SAAT artikel ini terbit, Lembaga Ekolabel Indonesia (LEI) sedang berkongres ke-4, yang berarti sedang menempuh perjalanannya lebih dari dua puluh tahun. Pada awal 1990-an, para pendiri LEI sepakat bahwa partisipasi praktik pengusahaan hutan perlu dibuka. Di masa kejayaannya saat itu, politik dan ekonomi berjalan memakai cara otoriter: hubungan sosial ditutup, informasi disaring, sehingga kebenaran publik hanya datang dari penguasa.
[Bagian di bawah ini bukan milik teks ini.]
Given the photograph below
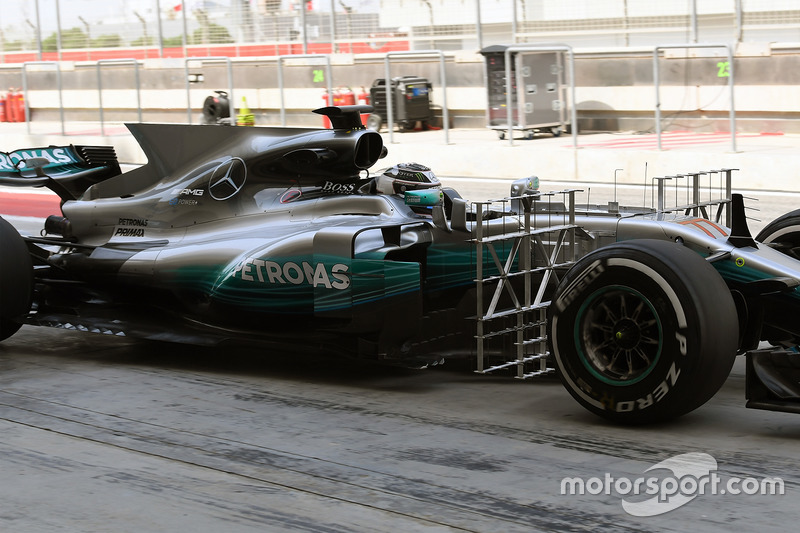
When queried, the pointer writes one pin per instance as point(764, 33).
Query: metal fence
point(32, 30)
Saya ingat waktu itu, hampir seluruh dekan Fakultas Kehutanan di Indonesia menjadi tenaga ahli asosiasi usaha besar kehutanan. Dampaknya instruksi bagi semua dosen di perguruan tinggi untuk mengacu apa kata pimpinan mereka. Aliansi pemerintah dan swasta menjadi otoritas tunggal, sehingga pendekatan lain menuju kelestarian hutan dari luar sistem tidak mendapat tempat.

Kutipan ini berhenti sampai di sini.